7. Joseph Phillip Martinez
Joseph Phillip Martinez was the first Hispanic-American to receive a Master of Architecture degree from Harvard University in the 20th century. He was the founding Dean at The New School of Architecture, previously teaching at the University of California at Berkeley. Martinez’s broad professional practice has garnered many awards including a National AIA Presidential Award and a National AIA Citation. He was named by the National Association of Land Grant Universities and Colleges as Alumni of the Century for the University of California San Diego (the only other Hispanic-American honored was Henry Cisneros from Texas A&M University).

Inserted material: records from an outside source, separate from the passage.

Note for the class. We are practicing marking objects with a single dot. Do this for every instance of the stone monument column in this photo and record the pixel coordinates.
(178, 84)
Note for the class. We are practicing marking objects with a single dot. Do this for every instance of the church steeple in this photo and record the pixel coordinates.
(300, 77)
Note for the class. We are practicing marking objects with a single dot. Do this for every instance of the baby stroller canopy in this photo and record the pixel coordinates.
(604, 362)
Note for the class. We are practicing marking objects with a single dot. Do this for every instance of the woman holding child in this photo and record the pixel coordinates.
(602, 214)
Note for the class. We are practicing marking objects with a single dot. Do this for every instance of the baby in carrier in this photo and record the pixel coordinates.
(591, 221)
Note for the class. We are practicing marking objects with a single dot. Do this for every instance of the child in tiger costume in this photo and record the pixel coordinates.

Martinez’s more than 40 years of professional practice using his Eclectic Design Methodology has resulted in a portfolio of unique works of architecture, earning him recognition as the “Father of Chicano Architecture.
8. Gabriela Mistral
Born as Lucila de María del Perpetuo Socorro Godoy Alcayaga in Chile in 1889, poet and educator Gabriela Mistral was the first Hispanic-American person to win a Nobel Prize in Literature. Although she was no stranger to tragedy, she used her pain to create lasting works of poetry. Throughout her career, Mistral traveled the world as a writer and educator, teaching at Columbia University, Vassar College, and the University of Puerto Rico. She died in New York in 1957, twelve years after winning the Nobel Prize.
9. Ruben Salazar
Ruben Salazar was just an infant when his family immigrated across the border from Ciudad Juarez, Mexico, to El Paso, Texas. He would go on to become one of the first Hispanic-American journalists in mainstream media. His work was particularly significant because it focused on injustices being done to those in the Chicano community. Salazar served in the United States army before becoming a journalist for the Los Angeles Times. In “Who is A Chicano,” Salazar explained the plight of Hispanic-Americans struggling to find identity and equality: “Chicanos feel cheated. They want to effect change. Now.” While covering a protest of the Vietnam War, the Chicano Moratorium in 1970, his life was cut short by a tear gas projectile thrown by the police.
10. Luis Valdez
Luis Valdez, a director, playwright, actor and writer, received the 2015 National Medal of the Arts for bringing Chicano culture to the American public through works like “Zoot Suit,” which told the trial of Chicanos who were beaten and stripped of their zoot suits in racially-motivated attacks and the award-winning movie “La Bamba,” a biopic about rock ‘n roll musician Ritchie Valens.
Valdez also founded “Teatro Campesino” which created and performed actos or short skits on flatbed trucks, and helped dramatize the struggles of the nation’s farmworkers. First staged during the California grape boycotts organized by Cesar Chávez and Dolores Huerta, the Teatro performed across the U.S. and Mexico. Teatro Campesino is considered an integral part of the Chicano civil rights struggle.